Two professors in Boise talked to KTVB on what the day should have looked like, and the historical significance of the day's events in the nation's capital.

BOISE, Idaho — The events that transpired in the nation’s capital on Wednesday are something no living person has ever seen. The last time something like this happened in the United States dates back more than 200 years.

Normally January 6 isn't that eventful of a day but that changed when an angry mob of Trump supporters breached the capitol building because the candidate they wanted to win lost an election.

However, normally, this is a day where Congress counts the Electoral College votes.

“The 12th Amendment says to Congress all you do is count the election or count the votes,” University of Idaho Law Professor Shaakirrah Sanders said.

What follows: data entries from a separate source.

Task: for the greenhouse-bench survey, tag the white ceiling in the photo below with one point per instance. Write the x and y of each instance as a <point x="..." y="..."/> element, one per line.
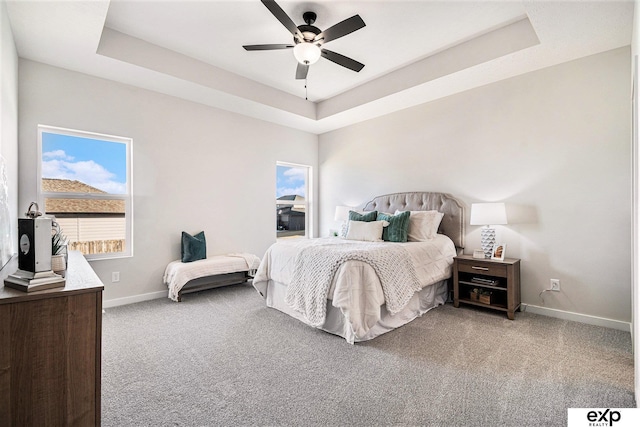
<point x="413" y="51"/>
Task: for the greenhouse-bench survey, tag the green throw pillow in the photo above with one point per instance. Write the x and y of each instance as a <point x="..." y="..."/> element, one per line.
<point x="398" y="226"/>
<point x="368" y="217"/>
<point x="193" y="248"/>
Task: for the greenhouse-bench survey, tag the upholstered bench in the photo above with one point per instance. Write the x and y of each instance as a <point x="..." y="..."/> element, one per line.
<point x="212" y="272"/>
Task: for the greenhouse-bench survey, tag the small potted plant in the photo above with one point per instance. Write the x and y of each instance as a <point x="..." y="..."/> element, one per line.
<point x="58" y="249"/>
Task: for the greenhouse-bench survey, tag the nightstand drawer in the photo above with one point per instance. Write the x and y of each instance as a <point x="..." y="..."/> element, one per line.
<point x="486" y="268"/>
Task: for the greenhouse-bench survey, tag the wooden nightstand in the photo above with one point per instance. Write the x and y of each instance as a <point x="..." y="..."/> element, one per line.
<point x="500" y="279"/>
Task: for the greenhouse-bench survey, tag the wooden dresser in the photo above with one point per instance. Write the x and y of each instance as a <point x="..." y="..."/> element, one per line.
<point x="50" y="351"/>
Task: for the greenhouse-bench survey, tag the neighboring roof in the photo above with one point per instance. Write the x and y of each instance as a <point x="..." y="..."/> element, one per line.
<point x="292" y="197"/>
<point x="87" y="206"/>
<point x="67" y="186"/>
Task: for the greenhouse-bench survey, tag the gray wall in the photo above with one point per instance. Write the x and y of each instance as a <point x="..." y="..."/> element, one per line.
<point x="555" y="145"/>
<point x="194" y="168"/>
<point x="9" y="122"/>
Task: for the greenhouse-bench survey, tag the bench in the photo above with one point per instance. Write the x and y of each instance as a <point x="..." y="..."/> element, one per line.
<point x="212" y="272"/>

The process is straightforward because its constitutionally mandated, Congress is there to count the votes or debate.

“The 12th Amendment gives no role to a member of Congress much less the Vice President other than certifying those votes,” Sanders said.

That process was delayed because of the angry mob of people that breached the capitol building.

Trump supporters damaged the building, disrupted the constitutional process and forced lawmakers to duck and to hide for their safety.

“It seems like the heart of this protest is to annul American democracy, to subvert American institutions and to overturn a free election simply because they aren't happy with the result,” Boise State History Professor Shaun Nichols said.

Nichols focuses teaching courses on the history of politics and the economy. For him, the events on Wednesday were one for the history books.

“It’s what it represents, that there is a significant minority of Americans who have lost faith in Democracy and are unwilling to abide by the will of the people,” Nichols said. “I think if anything for that reason most of all this day will be remembered.”

Wednesday also marked the first time in more than two centuries since the United States Capitol Building was breached.

“A mass breach by a power looking to subvert the workings of democracy, I do not believe that has happened since 1814 and the burning of the Capitol by the British,” Nichols said.

Sanders told KTVB she is looking at these events as a lesson about our Constitution and people’s constitutional rights.

“I can't help but to wonder what today would have looked like if those people who descended on our capitol looked differently, if they were darker-skinned, if they were of a different ethnicity, if they lacked citizenship status,” she said. “I wonder if they would be taking selfies with law enforcement and even able to breach the Capitol walls and create this disruption.”

President-elect Joe Biden also spoke to the country in Delaware. He said what happened was an insurrection and an assault on democracy.  Biden will be inaugurated as the next president in two weeks on Jan. 20.